Фёдору нравилось играть по этим правилам: вдруг пересекаться с людьми, которых он больше никогда в жизни не встретит, говорить с ними несколько часов, отмеряя в вечности коротенький момент, своей продолжительностью стремящийся к нулю, не задавая личных вопросов и блюдя самого себя от ненужного любопытства. Ему нравилась строгая дисциплина, даже если она доходила до высшей своей точки, до самоистязания, - а, возможно, именно из-за этого она была столь мила его сердцу. Есть в этом какая-то прелесть: быть избавленным от собственного выбора, отвергнуть то, к чему стремится душа, - всецело подчинив себя чувству долга.

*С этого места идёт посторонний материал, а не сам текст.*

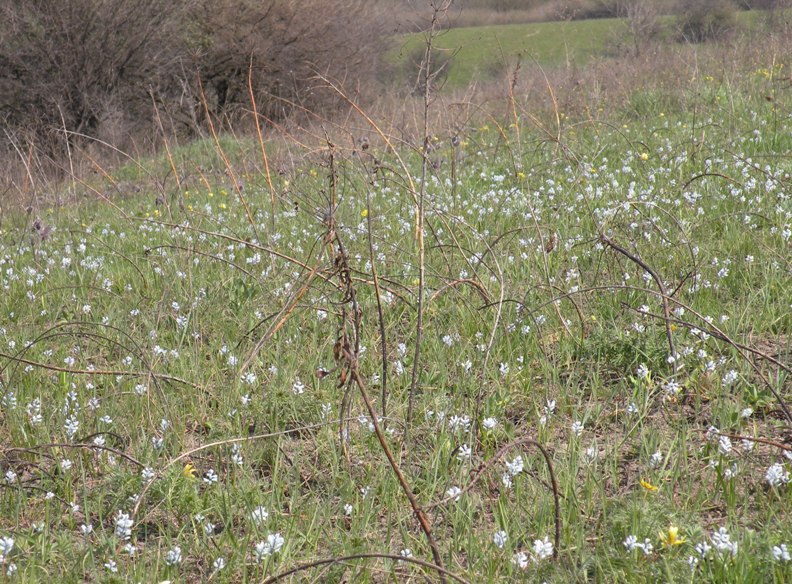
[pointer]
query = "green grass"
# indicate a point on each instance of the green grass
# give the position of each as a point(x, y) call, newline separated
point(175, 295)
point(483, 53)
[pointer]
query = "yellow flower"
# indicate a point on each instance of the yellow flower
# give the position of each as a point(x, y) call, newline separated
point(189, 471)
point(671, 538)
point(648, 486)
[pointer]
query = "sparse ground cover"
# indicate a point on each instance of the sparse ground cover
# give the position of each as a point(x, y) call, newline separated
point(172, 376)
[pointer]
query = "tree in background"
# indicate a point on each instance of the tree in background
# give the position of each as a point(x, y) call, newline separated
point(100, 67)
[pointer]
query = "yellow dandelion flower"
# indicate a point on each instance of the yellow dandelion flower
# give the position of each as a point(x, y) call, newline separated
point(189, 471)
point(671, 537)
point(648, 486)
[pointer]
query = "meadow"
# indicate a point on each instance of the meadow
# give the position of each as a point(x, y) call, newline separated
point(539, 346)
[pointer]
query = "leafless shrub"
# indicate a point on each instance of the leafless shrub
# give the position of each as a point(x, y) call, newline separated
point(643, 21)
point(100, 68)
point(705, 20)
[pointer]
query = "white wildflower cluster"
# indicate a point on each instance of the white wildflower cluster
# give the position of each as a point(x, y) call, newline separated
point(269, 546)
point(631, 543)
point(777, 475)
point(542, 549)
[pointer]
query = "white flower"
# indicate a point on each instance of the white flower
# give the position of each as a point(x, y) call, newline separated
point(298, 388)
point(516, 466)
point(776, 475)
point(702, 549)
point(454, 493)
point(71, 426)
point(459, 423)
point(543, 549)
point(6, 545)
point(630, 543)
point(724, 445)
point(259, 515)
point(272, 545)
point(723, 543)
point(520, 559)
point(500, 538)
point(656, 458)
point(173, 557)
point(730, 377)
point(781, 553)
point(123, 525)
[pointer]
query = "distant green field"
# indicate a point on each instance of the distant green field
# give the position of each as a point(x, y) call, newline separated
point(481, 53)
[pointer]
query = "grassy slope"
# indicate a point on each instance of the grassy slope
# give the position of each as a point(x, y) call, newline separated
point(483, 53)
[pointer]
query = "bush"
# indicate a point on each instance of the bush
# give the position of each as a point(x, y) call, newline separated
point(704, 20)
point(100, 67)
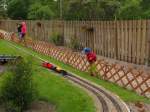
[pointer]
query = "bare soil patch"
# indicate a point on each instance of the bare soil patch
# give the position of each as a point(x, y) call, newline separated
point(139, 107)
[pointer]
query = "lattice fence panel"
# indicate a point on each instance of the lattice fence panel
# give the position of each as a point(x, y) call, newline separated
point(127, 77)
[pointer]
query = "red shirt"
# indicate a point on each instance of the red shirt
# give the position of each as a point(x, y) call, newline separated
point(91, 57)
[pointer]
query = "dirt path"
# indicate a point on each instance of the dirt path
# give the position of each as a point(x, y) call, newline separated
point(2, 68)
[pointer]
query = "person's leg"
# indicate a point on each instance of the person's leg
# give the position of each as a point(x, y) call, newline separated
point(92, 69)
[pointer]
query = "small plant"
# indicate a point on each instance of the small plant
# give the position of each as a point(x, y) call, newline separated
point(74, 44)
point(57, 39)
point(17, 90)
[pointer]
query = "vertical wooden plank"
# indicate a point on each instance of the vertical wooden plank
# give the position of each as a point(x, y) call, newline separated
point(138, 41)
point(143, 44)
point(122, 40)
point(126, 42)
point(118, 42)
point(148, 44)
point(102, 37)
point(134, 44)
point(130, 41)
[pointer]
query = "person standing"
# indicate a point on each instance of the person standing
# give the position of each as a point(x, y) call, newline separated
point(23, 31)
point(91, 58)
point(19, 26)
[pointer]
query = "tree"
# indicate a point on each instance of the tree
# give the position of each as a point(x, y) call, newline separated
point(17, 91)
point(18, 9)
point(39, 11)
point(131, 9)
point(3, 8)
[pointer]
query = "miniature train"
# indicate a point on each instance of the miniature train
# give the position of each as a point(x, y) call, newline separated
point(8, 59)
point(54, 68)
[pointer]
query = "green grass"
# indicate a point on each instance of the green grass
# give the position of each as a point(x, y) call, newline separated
point(126, 95)
point(53, 88)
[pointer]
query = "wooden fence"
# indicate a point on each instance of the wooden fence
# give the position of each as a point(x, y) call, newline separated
point(125, 76)
point(122, 40)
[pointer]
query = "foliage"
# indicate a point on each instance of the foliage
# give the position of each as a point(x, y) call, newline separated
point(77, 9)
point(38, 11)
point(74, 44)
point(57, 39)
point(17, 89)
point(18, 9)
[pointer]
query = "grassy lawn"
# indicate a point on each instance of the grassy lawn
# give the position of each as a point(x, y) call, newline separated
point(126, 95)
point(53, 88)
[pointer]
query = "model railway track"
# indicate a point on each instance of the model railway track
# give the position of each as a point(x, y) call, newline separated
point(108, 102)
point(99, 93)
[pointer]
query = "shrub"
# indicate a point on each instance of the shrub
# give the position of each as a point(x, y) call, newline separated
point(17, 90)
point(74, 44)
point(57, 39)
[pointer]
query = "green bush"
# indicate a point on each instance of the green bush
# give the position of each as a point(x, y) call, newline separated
point(18, 90)
point(74, 44)
point(57, 39)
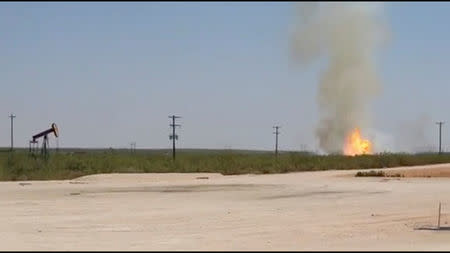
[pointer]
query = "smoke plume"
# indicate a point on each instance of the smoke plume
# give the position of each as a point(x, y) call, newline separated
point(347, 36)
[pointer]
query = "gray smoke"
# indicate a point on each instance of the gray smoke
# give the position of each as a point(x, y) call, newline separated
point(347, 36)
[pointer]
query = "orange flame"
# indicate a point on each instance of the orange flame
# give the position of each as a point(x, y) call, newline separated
point(355, 145)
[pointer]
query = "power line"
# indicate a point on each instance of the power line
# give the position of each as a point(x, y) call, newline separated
point(440, 140)
point(12, 116)
point(173, 136)
point(276, 139)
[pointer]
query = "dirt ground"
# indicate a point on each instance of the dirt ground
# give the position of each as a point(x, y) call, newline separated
point(330, 210)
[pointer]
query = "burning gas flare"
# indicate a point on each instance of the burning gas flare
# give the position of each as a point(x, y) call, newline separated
point(355, 145)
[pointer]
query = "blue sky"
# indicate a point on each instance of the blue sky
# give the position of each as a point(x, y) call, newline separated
point(111, 73)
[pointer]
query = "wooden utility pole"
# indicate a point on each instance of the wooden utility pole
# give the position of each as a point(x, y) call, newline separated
point(276, 139)
point(12, 116)
point(440, 128)
point(173, 136)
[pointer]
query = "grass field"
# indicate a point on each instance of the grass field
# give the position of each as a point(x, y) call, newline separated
point(19, 165)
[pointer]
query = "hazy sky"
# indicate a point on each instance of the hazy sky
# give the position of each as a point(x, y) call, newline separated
point(111, 73)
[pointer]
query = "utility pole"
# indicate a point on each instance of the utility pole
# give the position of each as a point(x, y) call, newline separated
point(132, 147)
point(440, 128)
point(276, 139)
point(173, 136)
point(12, 116)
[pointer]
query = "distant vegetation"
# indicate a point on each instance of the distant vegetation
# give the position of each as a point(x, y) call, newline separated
point(68, 165)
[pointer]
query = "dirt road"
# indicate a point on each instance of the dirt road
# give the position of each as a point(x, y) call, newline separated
point(329, 210)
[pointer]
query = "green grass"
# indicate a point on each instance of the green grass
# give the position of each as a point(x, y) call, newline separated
point(20, 166)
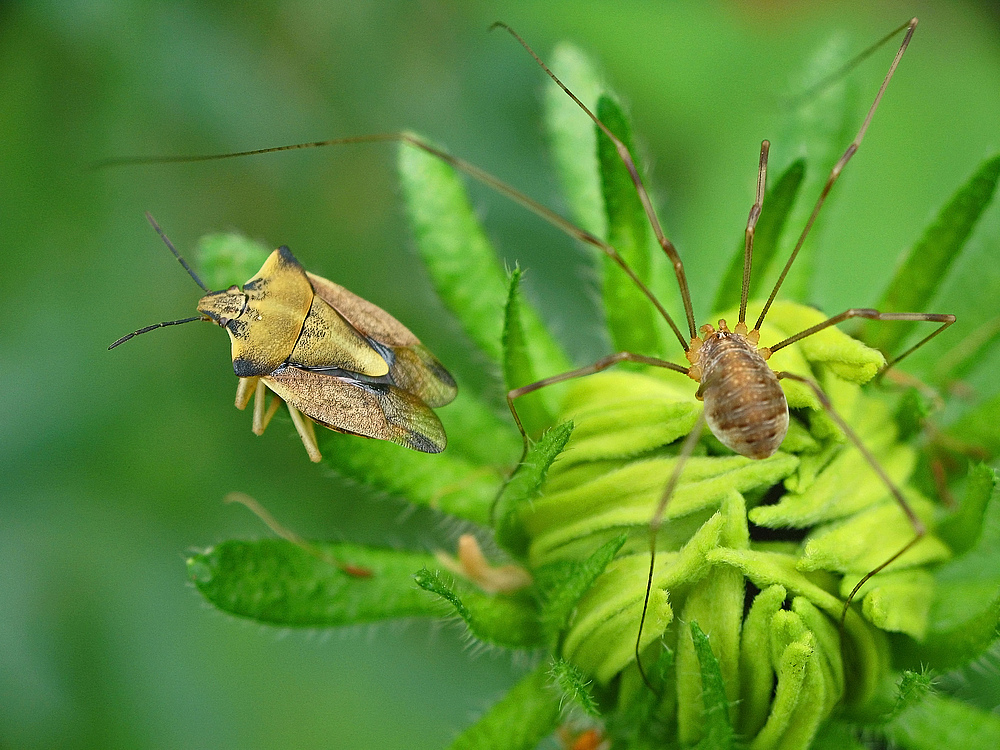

Интересно, кто будет на этот раз? Воображение нарисовало Фёдору плотную фигуру, на которой с трудом сошлась шинель, очень сбитую, монолитную, с неповоротливыми плечами и локтями, напирающую на собеседника забралом своей широченной груди. Фигуру, похожую на костяшку домино, - без изгибов, прямую, да к тому же чёрную, с шестёрочкой блестящих пуговиц спереди. Лицо - видавшее виды, усталое, обшарпанное и сухое, как известка на старом доме. Руководители большей частью приезжали в годах, с отдышкой, трясли брылями и ожидали, когда же их, наконец, по-сибирски, хлебосольно накормят. Старясь не забывать о своей миссии, они все-таки цепко просматривали бумаги, поглаживая какую-то непременную бородавку, выглядывающую из-за ноздри, и потом с чувством выполненного долго, хотя и с той же недовольной миной, спешили, наконец, на обед.

Таких проверяльщиков Фёдор, надо сказать, ожидал охотнее всего. С ними, конечно, надо было поноситься, как с большими малыми детьми, читать их прихоти по глазам, угождать, - но эти типажи оказывались, в конце концов, благосклоннее других. Рапортовали они, должно быть, дребезжа и со всегдашней своей недовольной рожей, но по итогу выходило всем благо: местных не дёргали и могли даже похвалить, контролерам же, нет-нет, да и награду какую-нибудь вешали в петличку.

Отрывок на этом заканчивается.